Class-based Quantizers (quantizers.py)

These classes wrap the functional API with some state about the ranges, num_bits etc into an nn.Module class. All quantizer object must inherit from the Quantizer class. For the modules supplied, you must provide a range observer instance. This may be subject to change.

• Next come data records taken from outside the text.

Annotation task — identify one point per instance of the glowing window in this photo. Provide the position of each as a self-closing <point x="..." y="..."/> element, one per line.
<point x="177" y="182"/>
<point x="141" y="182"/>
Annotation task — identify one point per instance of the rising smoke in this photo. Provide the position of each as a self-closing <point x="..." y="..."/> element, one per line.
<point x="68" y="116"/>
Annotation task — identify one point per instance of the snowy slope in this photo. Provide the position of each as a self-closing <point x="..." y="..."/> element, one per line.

Range Observers (range_observers.py)

RangeObserver objects can be used inside Quantizer objects to keep track of tensor ranges (but it is not the case that all quantizers must use them). Available types of range observers are:

  • BatchMinMax
  • ExpAvgMinMax

Quantized Modules (qmodules.py)

These layers provide a higher-level abstraction to implement apply quantization to a single module or a sequence of commonly-used modules. QWrapper can wrap existing a sequence of layers, while QOp wraps a single operator that returns a tensor (e.g. addition).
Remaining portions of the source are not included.